PEORIA – Colleagues of St. Clair County circuit clerk Kahalah Clay elected her as president of the Illinois Association of Court Clerks on Nov. 13.
The association elected her at the fall conference of the Illinois Association of County Officials, in Peoria.
As a member of the executive board of the clerks’ association, Clay has helped carry out a statewide transition from paper filing to electronic filing.
In an interview after her election she said that the Supreme Court has mandated that on Jan. 1, 2018, all trial courts must electronically file civil cases.
“The Court issued the mandate in January of 2016, and we have all been working hard since then,” she said.
“It’s exciting but at the same time, it’s going to be a process. There has been some reluctance which is understandable, but we will all get through this together.
“It changes life for everyone - judges, the Bar, even pro se litigants.”
Clay herself belongs to the Bar.
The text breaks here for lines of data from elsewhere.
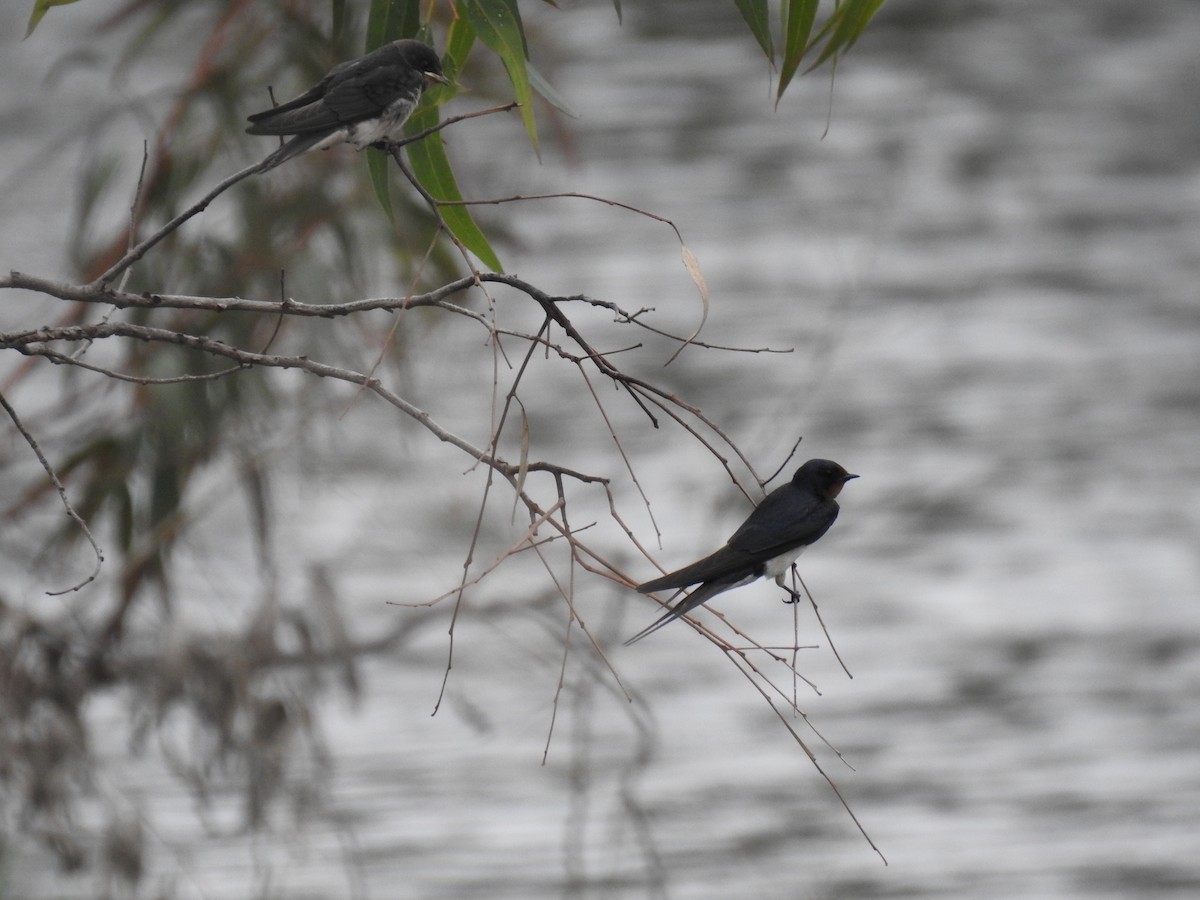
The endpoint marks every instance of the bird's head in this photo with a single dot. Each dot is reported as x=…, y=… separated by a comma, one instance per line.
x=424, y=59
x=825, y=477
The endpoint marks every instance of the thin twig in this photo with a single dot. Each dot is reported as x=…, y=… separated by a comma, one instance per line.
x=63, y=495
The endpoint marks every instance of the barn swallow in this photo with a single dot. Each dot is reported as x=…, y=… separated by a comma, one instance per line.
x=789, y=520
x=363, y=101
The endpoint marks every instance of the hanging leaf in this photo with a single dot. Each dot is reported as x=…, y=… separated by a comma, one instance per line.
x=431, y=166
x=40, y=9
x=844, y=27
x=498, y=24
x=798, y=18
x=755, y=15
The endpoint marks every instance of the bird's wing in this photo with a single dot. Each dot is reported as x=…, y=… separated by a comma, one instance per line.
x=783, y=521
x=723, y=563
x=787, y=517
x=352, y=91
x=309, y=96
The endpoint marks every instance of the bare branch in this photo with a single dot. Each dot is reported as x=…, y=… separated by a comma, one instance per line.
x=63, y=495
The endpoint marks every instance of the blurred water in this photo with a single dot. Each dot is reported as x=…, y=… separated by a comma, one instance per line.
x=988, y=269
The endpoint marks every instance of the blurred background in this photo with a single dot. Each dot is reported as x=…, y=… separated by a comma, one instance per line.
x=981, y=239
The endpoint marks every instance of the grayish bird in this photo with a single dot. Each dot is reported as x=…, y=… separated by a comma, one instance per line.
x=789, y=520
x=363, y=101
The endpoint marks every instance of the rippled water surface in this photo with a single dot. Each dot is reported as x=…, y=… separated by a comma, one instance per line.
x=989, y=269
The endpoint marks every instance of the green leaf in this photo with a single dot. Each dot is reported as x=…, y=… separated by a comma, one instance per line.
x=798, y=17
x=388, y=21
x=459, y=43
x=498, y=25
x=549, y=93
x=40, y=9
x=844, y=27
x=755, y=13
x=378, y=169
x=431, y=166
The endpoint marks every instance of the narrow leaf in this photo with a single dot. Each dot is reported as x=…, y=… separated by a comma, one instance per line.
x=498, y=25
x=431, y=166
x=755, y=15
x=549, y=93
x=845, y=25
x=798, y=17
x=40, y=9
x=693, y=265
x=379, y=171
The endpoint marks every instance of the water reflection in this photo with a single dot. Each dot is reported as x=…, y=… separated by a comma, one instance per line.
x=988, y=268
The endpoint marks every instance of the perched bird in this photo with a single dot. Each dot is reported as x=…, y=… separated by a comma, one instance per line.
x=790, y=519
x=363, y=101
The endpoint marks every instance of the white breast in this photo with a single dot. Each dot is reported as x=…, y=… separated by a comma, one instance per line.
x=780, y=564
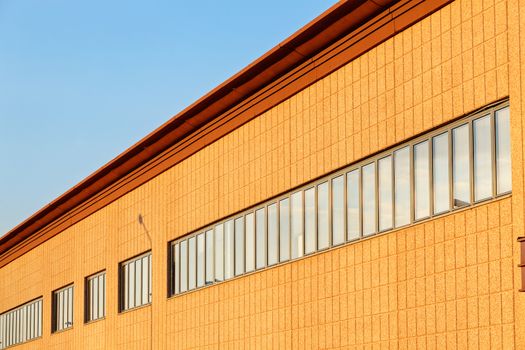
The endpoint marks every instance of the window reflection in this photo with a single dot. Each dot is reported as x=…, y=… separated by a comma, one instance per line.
x=503, y=159
x=440, y=173
x=402, y=186
x=385, y=193
x=461, y=165
x=421, y=181
x=482, y=158
x=369, y=199
x=354, y=221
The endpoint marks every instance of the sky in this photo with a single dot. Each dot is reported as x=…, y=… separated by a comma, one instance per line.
x=81, y=81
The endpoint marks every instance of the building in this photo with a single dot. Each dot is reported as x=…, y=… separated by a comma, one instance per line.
x=360, y=186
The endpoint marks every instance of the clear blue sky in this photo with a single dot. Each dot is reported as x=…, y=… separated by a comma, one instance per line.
x=81, y=81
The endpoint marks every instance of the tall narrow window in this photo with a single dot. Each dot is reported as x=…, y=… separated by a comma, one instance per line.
x=210, y=273
x=323, y=227
x=229, y=249
x=369, y=199
x=385, y=193
x=338, y=210
x=273, y=232
x=503, y=162
x=95, y=297
x=21, y=324
x=201, y=260
x=309, y=221
x=461, y=165
x=219, y=253
x=239, y=246
x=353, y=200
x=421, y=181
x=62, y=309
x=440, y=173
x=402, y=186
x=284, y=229
x=135, y=280
x=250, y=242
x=184, y=266
x=482, y=158
x=260, y=237
x=297, y=224
x=175, y=266
x=192, y=262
She said she and three other circuit clerks in Illinois hold law licenses.
She took office in the courthouse by appointment in 2011, after the appointment of circuit clerk Brendan Kelly as state’s attorney.
She continued a conversion to electronic filing that Kelly had begun. Voters elected her for a full term in 2012.
Clay was the second circuit clerk to receive permanent electronic filing status from the Supreme Court, in May 2013.
In that year she joined the executive board of the state association.
“The innovations in my office, the importance of the Supreme Court’s vision, and the faith and support of my colleagues led to my initial appointment to the executive board,” she said.
Association members picked her as secretary in 2013 and 2014, vice president in 2015, and president-elect last year.
“I have helped shape legislation and worked within the association to foster all that the 102 clerks of the courts support and hold dear as an association of court administrators,” she said.
The association’s official purpose is “to exchange information, foster cooperation, and devise the means for planning and promoting programs and ideas for more effective operation of their respective offices.”
It proposes and opposes legislation. It cooperates with the association of county officials and the administrative office of Illinois courts.
No St. Clair County circuit clerk has led the association since Walter Flannigen in 1959.
Clay is the first African-American to lead the association.